Discover For Yourself How Amazingly Efficient The Use Of A One-Time Pad Could Be!

Step One

In 1882 Frank Miller published his customized banking codebook titled “Telegraphic Code: To Insure Privacy and Secrecy In The Transmission Of Telegrams.” Download Frank Miller’s 1882 book from Google Books:

Step Two

Scroll on over to Page 36. In the second column, half-way down, you’ll find codegroup 04295. Above that codegroup, you’ll find a piece of banking boilerplate text Frank Miller and his fellow bank officers used to create banking documents for transmission over the Internet of their day, the Telegraph.
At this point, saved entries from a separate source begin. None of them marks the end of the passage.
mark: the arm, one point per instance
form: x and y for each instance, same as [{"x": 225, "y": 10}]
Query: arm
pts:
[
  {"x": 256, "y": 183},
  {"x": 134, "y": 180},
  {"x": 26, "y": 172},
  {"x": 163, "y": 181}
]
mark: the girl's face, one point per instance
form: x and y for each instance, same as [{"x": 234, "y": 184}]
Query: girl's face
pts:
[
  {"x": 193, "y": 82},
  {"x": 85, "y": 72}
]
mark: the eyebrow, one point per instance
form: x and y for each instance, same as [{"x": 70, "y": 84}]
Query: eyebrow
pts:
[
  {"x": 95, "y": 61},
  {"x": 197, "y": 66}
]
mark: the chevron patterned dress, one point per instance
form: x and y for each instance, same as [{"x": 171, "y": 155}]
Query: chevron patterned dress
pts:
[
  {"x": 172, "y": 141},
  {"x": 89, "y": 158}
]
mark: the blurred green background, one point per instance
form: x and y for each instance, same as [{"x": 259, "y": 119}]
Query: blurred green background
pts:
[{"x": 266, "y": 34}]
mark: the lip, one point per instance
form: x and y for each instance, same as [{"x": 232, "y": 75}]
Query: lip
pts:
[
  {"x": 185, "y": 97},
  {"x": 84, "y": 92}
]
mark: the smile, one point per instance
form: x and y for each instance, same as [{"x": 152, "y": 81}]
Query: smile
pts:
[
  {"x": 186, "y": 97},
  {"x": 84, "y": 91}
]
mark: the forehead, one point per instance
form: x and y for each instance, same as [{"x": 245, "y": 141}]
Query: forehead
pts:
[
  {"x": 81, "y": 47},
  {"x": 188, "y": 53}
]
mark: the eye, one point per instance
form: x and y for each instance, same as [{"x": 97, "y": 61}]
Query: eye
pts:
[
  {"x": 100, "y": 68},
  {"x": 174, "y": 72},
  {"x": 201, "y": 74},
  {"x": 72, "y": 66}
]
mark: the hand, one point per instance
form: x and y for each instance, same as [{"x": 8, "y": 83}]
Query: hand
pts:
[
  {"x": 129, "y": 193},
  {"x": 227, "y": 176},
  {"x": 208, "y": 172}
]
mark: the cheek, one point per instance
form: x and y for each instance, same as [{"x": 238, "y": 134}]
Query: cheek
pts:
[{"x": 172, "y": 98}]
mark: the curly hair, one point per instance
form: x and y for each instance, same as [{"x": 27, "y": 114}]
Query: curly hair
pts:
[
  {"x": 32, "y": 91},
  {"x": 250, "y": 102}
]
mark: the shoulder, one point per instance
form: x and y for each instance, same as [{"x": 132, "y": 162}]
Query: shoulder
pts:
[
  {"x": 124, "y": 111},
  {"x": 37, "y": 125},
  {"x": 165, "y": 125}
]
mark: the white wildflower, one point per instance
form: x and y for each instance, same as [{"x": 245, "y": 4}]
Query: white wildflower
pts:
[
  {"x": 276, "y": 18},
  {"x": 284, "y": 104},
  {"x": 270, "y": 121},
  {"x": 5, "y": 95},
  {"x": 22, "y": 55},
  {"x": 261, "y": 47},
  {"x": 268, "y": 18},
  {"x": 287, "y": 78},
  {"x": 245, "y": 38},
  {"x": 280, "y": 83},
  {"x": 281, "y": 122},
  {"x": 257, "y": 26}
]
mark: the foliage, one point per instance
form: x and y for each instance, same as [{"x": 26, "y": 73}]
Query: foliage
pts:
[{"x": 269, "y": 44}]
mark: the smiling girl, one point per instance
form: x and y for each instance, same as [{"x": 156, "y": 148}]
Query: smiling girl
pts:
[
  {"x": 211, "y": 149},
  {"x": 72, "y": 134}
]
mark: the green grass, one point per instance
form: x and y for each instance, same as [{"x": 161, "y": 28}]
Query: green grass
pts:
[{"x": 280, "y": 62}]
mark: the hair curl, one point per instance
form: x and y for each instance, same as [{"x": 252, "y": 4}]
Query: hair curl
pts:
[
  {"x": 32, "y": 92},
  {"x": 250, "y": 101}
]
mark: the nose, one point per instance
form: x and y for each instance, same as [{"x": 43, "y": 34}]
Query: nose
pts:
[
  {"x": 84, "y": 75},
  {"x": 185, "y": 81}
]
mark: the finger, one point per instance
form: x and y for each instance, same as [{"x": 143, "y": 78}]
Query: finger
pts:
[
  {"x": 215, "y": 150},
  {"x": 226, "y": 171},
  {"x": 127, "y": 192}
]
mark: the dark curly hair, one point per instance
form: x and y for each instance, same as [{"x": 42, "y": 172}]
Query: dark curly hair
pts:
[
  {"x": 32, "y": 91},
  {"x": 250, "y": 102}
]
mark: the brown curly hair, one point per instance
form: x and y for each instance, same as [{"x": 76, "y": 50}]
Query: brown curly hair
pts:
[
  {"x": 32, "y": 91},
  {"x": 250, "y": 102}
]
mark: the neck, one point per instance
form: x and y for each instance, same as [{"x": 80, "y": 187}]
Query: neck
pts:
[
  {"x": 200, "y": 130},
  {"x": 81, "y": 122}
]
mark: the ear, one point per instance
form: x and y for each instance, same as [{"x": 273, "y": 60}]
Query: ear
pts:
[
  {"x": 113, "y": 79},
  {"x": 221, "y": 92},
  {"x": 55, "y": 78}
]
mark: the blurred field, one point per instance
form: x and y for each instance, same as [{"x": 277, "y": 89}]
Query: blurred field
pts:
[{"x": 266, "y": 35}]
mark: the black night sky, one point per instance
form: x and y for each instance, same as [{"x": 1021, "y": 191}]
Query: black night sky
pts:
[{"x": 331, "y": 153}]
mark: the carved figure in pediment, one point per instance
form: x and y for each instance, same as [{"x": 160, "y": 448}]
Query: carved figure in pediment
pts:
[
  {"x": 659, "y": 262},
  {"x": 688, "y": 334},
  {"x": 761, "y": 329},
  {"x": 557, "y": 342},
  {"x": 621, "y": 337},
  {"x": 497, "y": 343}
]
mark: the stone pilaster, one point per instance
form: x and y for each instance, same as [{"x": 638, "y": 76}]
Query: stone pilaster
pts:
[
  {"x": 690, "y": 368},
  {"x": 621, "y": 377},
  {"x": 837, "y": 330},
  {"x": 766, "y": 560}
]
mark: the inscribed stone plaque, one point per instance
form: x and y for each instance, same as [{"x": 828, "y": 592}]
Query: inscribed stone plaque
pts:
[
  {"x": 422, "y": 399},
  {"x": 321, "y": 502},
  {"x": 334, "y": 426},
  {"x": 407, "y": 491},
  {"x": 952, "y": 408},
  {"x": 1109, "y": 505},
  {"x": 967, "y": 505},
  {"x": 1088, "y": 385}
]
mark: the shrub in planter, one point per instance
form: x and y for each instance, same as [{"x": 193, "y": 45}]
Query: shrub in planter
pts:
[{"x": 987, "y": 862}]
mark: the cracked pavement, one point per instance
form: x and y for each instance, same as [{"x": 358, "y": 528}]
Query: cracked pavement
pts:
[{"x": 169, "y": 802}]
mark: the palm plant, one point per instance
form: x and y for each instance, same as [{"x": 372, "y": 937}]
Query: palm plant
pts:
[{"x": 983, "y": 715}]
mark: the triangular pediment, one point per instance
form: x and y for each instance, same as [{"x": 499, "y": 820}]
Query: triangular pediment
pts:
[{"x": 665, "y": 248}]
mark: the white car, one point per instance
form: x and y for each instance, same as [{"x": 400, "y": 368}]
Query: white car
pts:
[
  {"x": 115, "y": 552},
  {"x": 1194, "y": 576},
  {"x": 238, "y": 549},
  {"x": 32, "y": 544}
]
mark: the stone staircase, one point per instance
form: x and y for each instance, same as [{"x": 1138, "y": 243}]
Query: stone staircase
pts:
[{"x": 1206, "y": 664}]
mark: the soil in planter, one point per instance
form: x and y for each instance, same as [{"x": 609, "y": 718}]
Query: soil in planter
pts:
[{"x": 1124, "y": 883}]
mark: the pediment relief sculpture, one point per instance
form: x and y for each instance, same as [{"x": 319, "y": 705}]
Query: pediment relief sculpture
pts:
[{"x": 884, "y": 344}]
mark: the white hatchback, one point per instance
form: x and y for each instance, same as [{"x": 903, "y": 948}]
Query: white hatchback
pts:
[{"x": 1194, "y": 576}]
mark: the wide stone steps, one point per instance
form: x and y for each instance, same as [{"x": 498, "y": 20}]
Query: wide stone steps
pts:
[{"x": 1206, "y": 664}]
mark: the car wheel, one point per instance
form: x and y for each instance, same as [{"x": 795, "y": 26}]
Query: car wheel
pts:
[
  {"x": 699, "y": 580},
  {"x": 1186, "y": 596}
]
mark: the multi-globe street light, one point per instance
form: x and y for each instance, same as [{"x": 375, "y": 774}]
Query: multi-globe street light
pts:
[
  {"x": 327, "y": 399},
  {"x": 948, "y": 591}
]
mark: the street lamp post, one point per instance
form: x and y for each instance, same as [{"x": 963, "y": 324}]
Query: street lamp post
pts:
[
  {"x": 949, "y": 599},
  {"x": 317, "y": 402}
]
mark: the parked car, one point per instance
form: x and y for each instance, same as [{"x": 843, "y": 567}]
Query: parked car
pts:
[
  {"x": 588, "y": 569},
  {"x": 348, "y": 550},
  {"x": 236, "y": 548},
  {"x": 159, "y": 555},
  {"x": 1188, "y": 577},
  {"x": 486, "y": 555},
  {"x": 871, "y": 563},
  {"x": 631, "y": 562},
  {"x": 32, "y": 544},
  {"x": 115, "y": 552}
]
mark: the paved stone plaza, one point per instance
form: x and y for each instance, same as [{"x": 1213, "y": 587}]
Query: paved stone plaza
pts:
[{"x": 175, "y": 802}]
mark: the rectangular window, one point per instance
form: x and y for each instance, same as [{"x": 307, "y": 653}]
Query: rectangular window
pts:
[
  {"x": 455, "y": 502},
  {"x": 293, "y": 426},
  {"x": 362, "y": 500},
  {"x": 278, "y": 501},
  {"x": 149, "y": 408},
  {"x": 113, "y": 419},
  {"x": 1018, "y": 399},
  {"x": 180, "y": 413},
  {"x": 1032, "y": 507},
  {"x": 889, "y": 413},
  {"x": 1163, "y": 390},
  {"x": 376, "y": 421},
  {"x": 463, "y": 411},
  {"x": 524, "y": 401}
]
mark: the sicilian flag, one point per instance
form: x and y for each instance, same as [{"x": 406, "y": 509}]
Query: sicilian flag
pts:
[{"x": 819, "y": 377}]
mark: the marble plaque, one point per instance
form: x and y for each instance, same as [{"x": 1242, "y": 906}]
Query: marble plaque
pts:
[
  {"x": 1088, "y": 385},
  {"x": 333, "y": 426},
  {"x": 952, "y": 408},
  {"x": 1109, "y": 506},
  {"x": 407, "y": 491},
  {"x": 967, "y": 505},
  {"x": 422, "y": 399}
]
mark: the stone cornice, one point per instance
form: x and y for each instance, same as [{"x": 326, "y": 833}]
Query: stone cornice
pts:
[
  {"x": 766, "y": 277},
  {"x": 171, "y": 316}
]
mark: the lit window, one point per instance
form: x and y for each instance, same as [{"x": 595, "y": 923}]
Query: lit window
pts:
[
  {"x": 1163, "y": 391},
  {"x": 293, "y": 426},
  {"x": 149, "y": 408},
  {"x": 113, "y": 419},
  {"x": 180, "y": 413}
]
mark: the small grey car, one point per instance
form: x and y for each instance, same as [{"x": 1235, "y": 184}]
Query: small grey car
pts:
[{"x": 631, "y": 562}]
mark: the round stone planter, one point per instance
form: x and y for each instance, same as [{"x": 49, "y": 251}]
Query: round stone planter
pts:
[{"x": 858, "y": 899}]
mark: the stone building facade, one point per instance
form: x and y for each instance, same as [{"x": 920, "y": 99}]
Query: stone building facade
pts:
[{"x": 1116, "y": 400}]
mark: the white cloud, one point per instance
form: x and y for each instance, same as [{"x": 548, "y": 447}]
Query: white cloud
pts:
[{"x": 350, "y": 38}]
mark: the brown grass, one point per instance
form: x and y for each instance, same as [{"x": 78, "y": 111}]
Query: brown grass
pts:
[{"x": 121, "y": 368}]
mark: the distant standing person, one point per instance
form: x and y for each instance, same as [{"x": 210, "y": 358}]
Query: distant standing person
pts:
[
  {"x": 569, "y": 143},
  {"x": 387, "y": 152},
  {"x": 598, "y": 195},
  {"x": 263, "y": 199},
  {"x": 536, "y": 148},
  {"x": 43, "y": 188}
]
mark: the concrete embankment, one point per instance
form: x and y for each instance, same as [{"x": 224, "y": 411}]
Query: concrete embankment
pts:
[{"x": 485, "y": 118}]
Frank would have inserted this “endorsement” into a banking document by writing the code 04295.

Step Three

Granted, my counting skillz may be a bit rusty, but in this piece of boilerplate text, I count 233 words or 1,363 characters. What totals do you get?

Step Four

Frank would have added 5 characters from a One-Time Pad to this code, 04295, in order to completely encrypt it. Then he would have included the encrypted codegroup in the message he transmitted over the Telegraph.

The efficiency of the use of a One-Time Pad — as originally invented and exclusively intended with a telegraphic codebook — could be extremely high. This efficiency depended entirely on the information architecture of the codebook.

What About The Length Of The Key?

You’ve often read that when using a One-Time Pad the amount of “key material” must be equal to the length of the message. This is true, when using a One-Time Pad with a cipher. Cipher messages include the content, or the meaning of the message. As far as the content of the message is concerned, just like the old Prego Spaghetti Sauce commercial, you could say “It’s In There!” 

This is absolutely not true when using a One-Time Pad with a telegraphic codebook as Frank Miller did. The message as transmitted definitely does not include the content — “It’s Not In There!” The message that’s transmitted includes something that stands in for, or represents the content, which is contained in the codebook.

During this era, it was common knowledge that the length of codebook messages as transmitted over the Telegraph had absolutely no relationship whatsoever to the length of the content contained in the telegraphic codebook.

Why Does This Matter?

Our understanding of the world and how it works isn’t static. We gain new insight and greater understanding as new data points become available.

For many decades “common knowledge” held that the One-Time Pad concept and first implementation was invented by Gilbert Vernam of Bell Telephone Laboratories in New York City and Joseph Mauborgne of the U.S. Army Signal Corps in 1917, and that the use of a One-Time Pad was highly inefficient because the length of the key material was always equal to the content of the message. To anyone outside the information security industry, repeatedly reading that this particular tool was profoundly inefficient has been a rather effective deterrent to investigating it further.

In July of 2011, we learned that Frank Miller — a banker on the opposite coast in California — invented the One-Time Pad at least 35 years earlier. By looking closely at Frank Miller’s implementation of the One-Time Pad concept, we can also see that during his day-to-day use of his original invention, encrypting content with a One-Time Pad could be extremely efficient, depending completely on the information architecture of the codebook involved.

It’s a bit like the murder mystery game Clue — was it Mr. Vernam in New York with a teletype machine, or Mr. Miller in California 35 years earlier with a telegraph terminal?

Now we know the One-Time Pad was originally a business tool used by business people to solve their banking security challenges, while using a means of communication which was woefully insecure. Large sums of money were at risk, and Frank Miller invented a solution in 1882 which worked perfectly then, and still does today.